Document Type
Article
Version
Author's Final Manuscript
Publication Title
Volume
38
Publication Date
2019
Abstract
A body of literature on students as partners (SaP) in higher education has emerged over the last decade that documents, shares, and evaluates SaP approaches. As is typical in emerging fields of inquiry, scholars differ regarding how they see the relationship between the developments in SaP practices and the theoretical explanations that guide, illuminate, and situate such practices. In this article we explore the relationship between theory and practice in SaP work through an analysis of interpretive framing employed in scholarship of SaP in teaching and learning in higher education. Through a conceptual review of selected publications, we describe three ways of framing partnership that represent distinct but related analytical approaches: building on concepts; drawing on constructs; and imagining through metaphors. We both affirm the expansive and creative theorising in scholarship of SaP in university teaching and learning and encourage further deliberate use and thoughtful development of interpretive framings that take seriously the disruptive ethos and messy human relational processes of partnership.

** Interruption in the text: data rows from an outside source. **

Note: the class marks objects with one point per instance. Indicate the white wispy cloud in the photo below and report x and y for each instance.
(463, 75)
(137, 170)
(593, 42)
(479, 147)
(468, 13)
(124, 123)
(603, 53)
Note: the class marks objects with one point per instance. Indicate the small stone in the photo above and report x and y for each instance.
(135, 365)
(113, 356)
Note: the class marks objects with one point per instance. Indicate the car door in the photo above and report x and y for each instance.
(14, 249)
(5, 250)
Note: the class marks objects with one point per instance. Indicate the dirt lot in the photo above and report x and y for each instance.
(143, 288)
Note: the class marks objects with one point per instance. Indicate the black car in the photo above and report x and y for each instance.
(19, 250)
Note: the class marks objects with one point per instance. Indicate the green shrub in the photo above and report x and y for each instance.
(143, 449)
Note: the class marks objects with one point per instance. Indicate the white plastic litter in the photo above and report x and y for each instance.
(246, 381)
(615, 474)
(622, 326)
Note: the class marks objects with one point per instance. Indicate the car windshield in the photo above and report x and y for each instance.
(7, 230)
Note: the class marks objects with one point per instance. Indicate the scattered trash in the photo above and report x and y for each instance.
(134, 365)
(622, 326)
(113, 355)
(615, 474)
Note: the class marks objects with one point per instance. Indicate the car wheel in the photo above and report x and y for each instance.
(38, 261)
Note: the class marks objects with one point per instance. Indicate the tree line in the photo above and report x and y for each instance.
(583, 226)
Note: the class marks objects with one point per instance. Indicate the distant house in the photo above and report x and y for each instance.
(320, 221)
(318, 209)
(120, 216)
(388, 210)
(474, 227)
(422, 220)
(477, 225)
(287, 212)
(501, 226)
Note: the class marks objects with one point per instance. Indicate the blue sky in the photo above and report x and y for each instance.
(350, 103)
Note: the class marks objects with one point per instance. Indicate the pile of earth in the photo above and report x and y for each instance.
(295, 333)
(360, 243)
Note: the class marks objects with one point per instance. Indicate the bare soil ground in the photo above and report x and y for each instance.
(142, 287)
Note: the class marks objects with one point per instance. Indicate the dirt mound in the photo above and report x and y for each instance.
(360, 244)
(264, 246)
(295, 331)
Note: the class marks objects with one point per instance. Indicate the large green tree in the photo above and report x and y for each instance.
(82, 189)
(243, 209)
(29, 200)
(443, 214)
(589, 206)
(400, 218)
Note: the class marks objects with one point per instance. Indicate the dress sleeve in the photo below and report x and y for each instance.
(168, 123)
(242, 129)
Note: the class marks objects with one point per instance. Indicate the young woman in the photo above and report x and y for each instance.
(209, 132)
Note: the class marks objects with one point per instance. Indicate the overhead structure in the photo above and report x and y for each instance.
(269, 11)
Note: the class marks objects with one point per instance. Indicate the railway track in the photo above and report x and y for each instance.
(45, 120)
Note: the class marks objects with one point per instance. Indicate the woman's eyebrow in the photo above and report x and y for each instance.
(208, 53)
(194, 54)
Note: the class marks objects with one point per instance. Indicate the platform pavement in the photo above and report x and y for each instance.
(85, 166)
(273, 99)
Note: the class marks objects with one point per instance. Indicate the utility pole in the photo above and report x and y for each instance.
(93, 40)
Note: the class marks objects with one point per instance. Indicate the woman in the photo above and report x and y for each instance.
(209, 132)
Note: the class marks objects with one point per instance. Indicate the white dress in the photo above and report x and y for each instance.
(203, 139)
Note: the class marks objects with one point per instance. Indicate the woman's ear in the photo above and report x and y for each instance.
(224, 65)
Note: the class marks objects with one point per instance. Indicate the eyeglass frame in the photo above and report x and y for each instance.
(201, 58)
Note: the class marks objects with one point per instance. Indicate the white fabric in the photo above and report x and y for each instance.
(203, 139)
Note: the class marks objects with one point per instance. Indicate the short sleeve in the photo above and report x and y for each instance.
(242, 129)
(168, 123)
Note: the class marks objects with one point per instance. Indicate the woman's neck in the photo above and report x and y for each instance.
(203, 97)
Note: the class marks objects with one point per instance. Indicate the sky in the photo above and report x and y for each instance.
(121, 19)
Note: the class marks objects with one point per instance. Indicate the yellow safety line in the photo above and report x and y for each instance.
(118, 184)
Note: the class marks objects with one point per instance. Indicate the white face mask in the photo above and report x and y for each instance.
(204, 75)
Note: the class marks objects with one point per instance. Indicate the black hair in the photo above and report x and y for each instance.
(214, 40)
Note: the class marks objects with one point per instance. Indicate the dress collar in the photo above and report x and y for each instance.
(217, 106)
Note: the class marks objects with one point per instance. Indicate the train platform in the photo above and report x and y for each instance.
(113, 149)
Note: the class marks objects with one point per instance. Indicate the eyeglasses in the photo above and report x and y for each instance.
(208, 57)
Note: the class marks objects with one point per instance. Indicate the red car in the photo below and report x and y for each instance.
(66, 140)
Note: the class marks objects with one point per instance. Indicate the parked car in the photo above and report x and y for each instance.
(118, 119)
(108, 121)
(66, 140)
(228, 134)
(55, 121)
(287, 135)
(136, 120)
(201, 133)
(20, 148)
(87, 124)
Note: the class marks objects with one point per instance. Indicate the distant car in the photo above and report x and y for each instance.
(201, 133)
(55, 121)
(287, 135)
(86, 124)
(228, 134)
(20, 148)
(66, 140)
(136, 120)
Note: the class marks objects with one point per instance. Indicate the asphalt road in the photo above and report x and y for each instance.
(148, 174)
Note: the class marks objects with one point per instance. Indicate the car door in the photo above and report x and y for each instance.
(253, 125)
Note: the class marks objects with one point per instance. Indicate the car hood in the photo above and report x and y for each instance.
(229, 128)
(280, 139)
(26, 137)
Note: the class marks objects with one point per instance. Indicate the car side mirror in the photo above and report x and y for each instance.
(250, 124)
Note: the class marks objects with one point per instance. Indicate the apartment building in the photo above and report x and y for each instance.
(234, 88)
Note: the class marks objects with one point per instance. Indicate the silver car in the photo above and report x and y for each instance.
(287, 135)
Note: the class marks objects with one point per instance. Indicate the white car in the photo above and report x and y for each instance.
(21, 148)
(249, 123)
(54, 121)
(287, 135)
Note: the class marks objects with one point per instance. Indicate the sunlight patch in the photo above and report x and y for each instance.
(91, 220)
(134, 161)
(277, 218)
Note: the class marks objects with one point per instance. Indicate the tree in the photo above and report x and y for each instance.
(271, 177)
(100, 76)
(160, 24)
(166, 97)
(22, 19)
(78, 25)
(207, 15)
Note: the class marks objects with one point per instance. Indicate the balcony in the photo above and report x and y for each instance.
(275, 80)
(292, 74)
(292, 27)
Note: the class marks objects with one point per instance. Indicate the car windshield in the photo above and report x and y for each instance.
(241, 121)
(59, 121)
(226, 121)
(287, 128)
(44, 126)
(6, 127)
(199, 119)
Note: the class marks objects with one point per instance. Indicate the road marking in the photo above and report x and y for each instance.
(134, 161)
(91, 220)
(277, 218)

We argue that these developmental processes move us toward formulating theories of partnership praxis.
Citation
Matthews, Kelly, Alison Cook-Sather, Anita Acai, Sam Lucie Dvorakova, Peter Felten, Elizabeth Marquis, Lucy Mercer-Mapstone. 2019. "Toward theories of partnership praxis: an analysis of interpretive framing in literature on students as partners in teaching and learning." Higher Education Research & Development 38.2: 280-293.